Anzeige
Anzeige

Mein Leben im Lockdown Corona-Krise in Großbritannien: "Ich möchte nicht in einem englischen Krankenhaus landen"

Mein Leben im Lockdown : Yvonne Ophaus, 43, Architektin in London. Sie lebt mit ihrem Mann und ihrer achtjährigen Tochter Anna in einem typischen englischen Reihenhaus. Erst hat der Brexit die Entfernung zwischen ihr und ihrer Familie in Deutschland vergrößert, jetzt sind die persönlichen Kontakte zur Verwandtschaft erst einmal komplett gekappt.
Yvonne Ophaus, 43, Architektin in London. Sie lebt mit ihrem Mann und ihrer achtjährigen Tochter Anna in einem typischen englischen Reihenhaus. Erst hat der Brexit die Entfernung zwischen ihr und ihrer Familie in Deutschland vergrößert, jetzt sind die persönlichen Kontakte zur Verwandtschaft erst einmal komplett gekappt.
© privat
In der Serie "Mein Leben im Lockdown" telefoniert GEO mit Menschen von Alaska bis Zimbabwe: 7,752 Milliarden Weltbürger sind von Corona betroffen. Wie gehen sie damit um? Unseren Fragebogen beantwortet heute die Architektin Yvonne Ophaus aus London. Nachdem sich das Corona-Virus lange Zeit absichtlich ausbreiten sollte, um die Bevölkerung zu immunisieren, gibt es seit Anfang der Woche nun doch Beschränkungen.

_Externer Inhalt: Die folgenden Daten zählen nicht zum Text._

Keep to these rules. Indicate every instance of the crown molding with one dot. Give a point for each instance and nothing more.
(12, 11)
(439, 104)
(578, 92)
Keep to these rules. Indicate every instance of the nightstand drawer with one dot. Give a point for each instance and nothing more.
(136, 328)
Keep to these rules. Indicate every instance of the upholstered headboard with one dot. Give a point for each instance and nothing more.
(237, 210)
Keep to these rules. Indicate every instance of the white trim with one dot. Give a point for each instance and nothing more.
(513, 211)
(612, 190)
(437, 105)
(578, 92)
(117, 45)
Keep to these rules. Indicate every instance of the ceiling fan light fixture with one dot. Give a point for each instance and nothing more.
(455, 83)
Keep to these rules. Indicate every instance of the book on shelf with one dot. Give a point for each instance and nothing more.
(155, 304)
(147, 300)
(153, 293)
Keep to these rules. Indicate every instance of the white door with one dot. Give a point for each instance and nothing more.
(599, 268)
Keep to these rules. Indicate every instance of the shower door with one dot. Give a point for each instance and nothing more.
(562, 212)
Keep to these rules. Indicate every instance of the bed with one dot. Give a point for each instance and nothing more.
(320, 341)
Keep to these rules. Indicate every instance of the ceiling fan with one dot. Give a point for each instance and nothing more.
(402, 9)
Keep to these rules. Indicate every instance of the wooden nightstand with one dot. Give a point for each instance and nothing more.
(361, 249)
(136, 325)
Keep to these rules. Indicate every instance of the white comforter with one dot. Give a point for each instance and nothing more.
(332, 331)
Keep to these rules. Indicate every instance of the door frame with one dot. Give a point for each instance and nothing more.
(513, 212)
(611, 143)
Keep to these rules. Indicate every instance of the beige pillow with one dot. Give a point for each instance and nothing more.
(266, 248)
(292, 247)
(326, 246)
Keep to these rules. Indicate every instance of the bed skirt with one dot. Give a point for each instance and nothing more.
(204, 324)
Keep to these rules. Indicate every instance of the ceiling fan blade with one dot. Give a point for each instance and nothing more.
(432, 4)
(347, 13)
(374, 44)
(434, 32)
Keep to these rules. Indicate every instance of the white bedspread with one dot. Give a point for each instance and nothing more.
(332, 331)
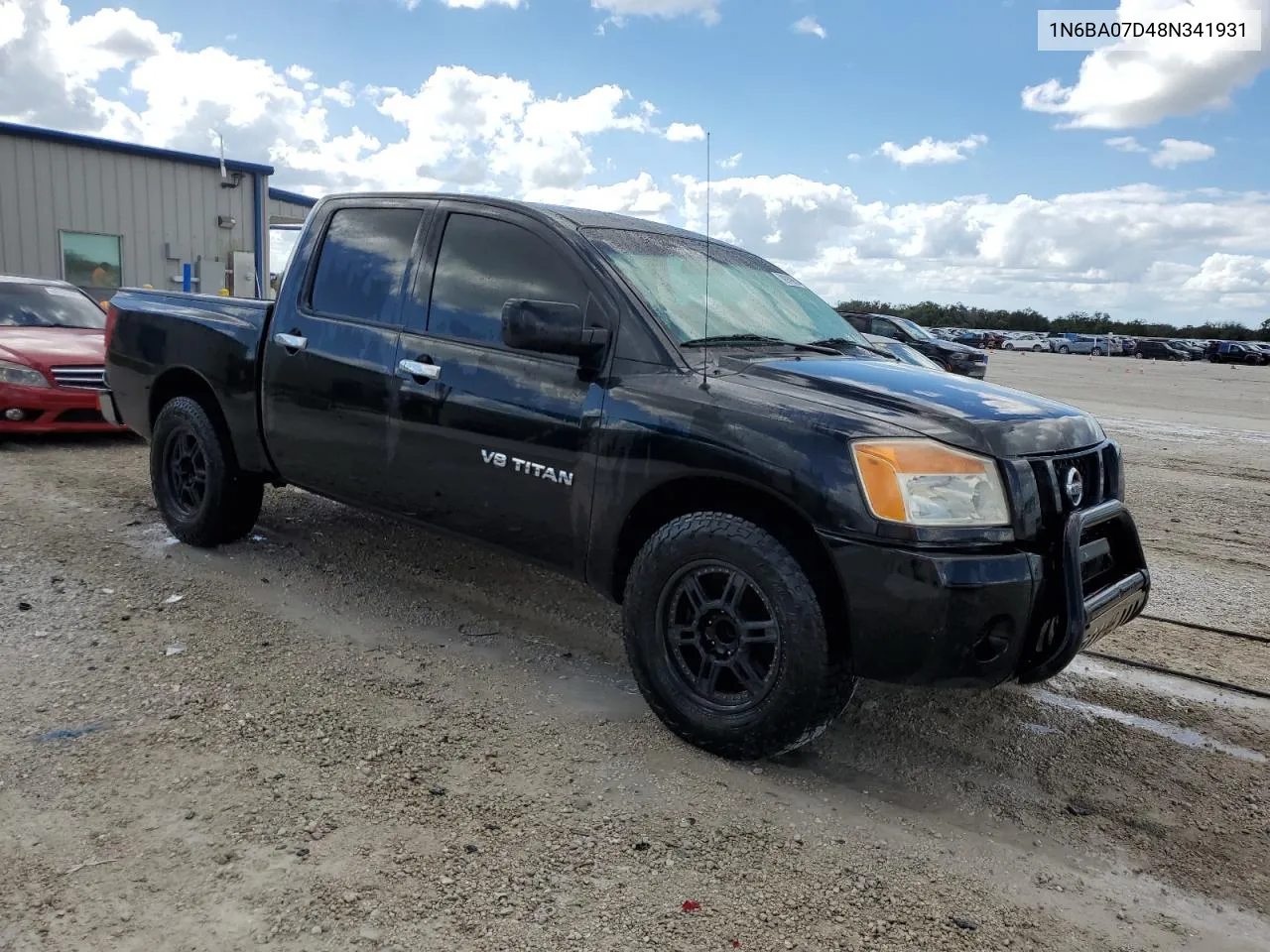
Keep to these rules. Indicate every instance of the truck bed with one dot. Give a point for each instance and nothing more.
(160, 338)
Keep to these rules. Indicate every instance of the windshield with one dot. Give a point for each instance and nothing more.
(48, 306)
(747, 295)
(915, 330)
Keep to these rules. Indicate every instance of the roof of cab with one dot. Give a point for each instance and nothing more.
(563, 216)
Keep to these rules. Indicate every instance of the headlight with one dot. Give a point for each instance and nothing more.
(18, 375)
(924, 483)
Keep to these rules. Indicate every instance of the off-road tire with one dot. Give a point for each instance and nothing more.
(227, 503)
(812, 684)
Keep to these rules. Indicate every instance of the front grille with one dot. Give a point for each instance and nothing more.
(79, 377)
(1096, 470)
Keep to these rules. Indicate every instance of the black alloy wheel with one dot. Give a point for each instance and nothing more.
(203, 497)
(728, 642)
(186, 470)
(721, 636)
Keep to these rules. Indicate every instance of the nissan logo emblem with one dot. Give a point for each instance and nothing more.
(1075, 486)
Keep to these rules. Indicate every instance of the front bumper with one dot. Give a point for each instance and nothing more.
(53, 411)
(978, 620)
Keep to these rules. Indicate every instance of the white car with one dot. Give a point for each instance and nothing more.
(1026, 341)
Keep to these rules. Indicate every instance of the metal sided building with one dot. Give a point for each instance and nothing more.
(105, 214)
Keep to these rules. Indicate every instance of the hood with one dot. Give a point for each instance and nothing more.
(965, 413)
(952, 347)
(53, 347)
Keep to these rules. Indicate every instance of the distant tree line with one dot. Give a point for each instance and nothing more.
(933, 315)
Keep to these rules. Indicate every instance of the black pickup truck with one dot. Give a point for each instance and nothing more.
(779, 508)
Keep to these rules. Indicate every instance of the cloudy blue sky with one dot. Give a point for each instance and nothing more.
(910, 150)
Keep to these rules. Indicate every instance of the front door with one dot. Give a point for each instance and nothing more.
(490, 442)
(327, 377)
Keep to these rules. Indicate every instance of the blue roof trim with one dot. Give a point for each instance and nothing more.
(109, 145)
(280, 194)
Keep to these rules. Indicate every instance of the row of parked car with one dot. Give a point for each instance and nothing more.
(1248, 352)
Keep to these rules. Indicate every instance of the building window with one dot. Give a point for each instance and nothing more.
(91, 261)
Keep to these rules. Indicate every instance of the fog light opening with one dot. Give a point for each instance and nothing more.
(993, 643)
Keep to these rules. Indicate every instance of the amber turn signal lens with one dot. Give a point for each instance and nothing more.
(925, 483)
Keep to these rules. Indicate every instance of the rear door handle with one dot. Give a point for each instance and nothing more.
(291, 341)
(418, 371)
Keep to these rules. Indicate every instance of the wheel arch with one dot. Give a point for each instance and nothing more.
(182, 381)
(743, 499)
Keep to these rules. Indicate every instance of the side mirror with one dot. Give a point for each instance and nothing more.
(550, 327)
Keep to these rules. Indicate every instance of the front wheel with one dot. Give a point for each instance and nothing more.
(726, 639)
(202, 497)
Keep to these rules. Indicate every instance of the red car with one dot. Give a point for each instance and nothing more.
(53, 358)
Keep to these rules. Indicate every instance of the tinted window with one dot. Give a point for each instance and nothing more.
(885, 329)
(484, 262)
(362, 261)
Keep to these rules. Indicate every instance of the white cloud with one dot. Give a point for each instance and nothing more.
(343, 94)
(810, 26)
(1176, 151)
(1118, 89)
(683, 132)
(1125, 144)
(639, 195)
(931, 151)
(470, 4)
(1232, 276)
(707, 10)
(12, 23)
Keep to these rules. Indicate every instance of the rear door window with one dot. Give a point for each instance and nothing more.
(362, 263)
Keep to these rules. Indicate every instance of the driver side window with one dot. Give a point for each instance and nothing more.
(484, 262)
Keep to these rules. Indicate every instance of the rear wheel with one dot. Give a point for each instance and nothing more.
(726, 639)
(203, 498)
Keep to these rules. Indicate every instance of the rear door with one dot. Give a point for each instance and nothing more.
(327, 379)
(489, 442)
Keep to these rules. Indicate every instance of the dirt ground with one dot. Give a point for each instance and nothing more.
(350, 734)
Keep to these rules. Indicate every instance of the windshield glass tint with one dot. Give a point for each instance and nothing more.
(747, 295)
(915, 330)
(48, 306)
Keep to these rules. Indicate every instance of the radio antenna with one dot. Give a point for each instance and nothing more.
(705, 330)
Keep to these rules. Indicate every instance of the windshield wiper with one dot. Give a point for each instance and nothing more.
(847, 341)
(724, 339)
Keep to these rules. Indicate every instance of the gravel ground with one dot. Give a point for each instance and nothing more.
(350, 734)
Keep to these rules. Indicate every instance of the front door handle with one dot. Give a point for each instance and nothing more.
(291, 341)
(418, 371)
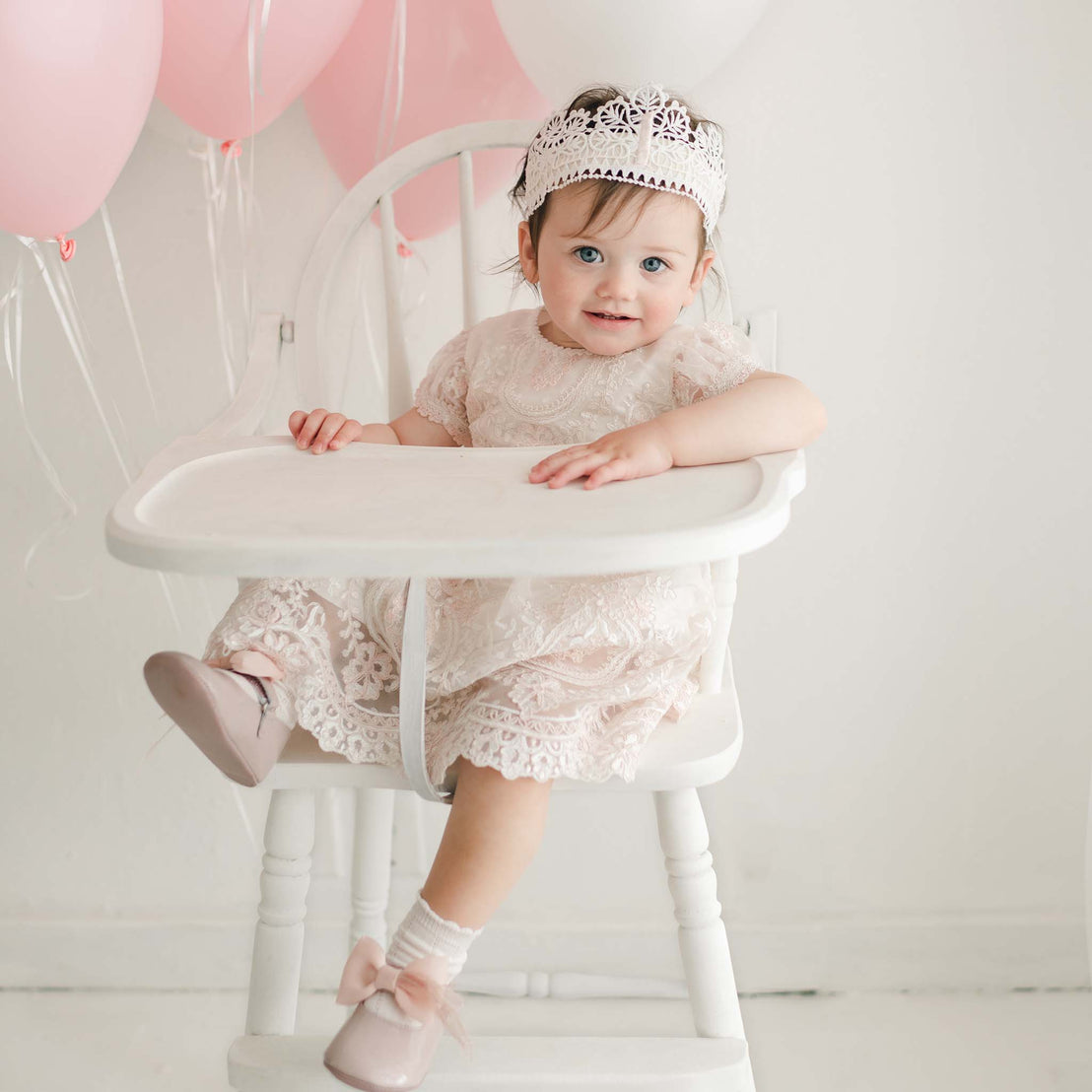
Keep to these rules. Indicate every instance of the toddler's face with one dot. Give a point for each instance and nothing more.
(615, 286)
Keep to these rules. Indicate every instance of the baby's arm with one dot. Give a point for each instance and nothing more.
(320, 429)
(768, 412)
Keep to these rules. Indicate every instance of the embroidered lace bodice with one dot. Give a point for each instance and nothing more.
(503, 384)
(536, 677)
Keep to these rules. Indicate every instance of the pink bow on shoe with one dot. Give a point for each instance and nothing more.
(249, 662)
(417, 989)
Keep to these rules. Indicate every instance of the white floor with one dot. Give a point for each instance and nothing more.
(171, 1042)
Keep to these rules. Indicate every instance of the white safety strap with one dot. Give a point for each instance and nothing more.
(412, 694)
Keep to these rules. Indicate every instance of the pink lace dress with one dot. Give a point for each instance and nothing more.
(535, 677)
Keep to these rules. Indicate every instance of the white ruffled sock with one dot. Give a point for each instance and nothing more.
(422, 932)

Corona-Situation in Großbritannien am 25.03.2020: 8.176 bestätigte Fälle, 423 Tote, 140 Genesene. Die britische Regierung verfolgte zunächst die Strategie, das Corona-Virus sich ungehemmt in der Bevölkerung ausbreiten zu lassen und so die Immunisierung der Menschen zu erreichen. Inzwischen ist Boris Johnson umgeschwenkt und folgt dem Beispiel der anderen Länder. Am 23. März verkündete er einschneidende Begrenzungen ähnlich denen in Deutschland.

Wie arbeitet Du jetzt?

Ich arbeite seit 17. März zuhause. Der erste Tag war schwierig, der zweite ok. Aber das wird sich in nächster Zeit bestimmt noch verbessern. Schon, weil mein Chef immer daran interessiert ist, die neueste Technik zu haben.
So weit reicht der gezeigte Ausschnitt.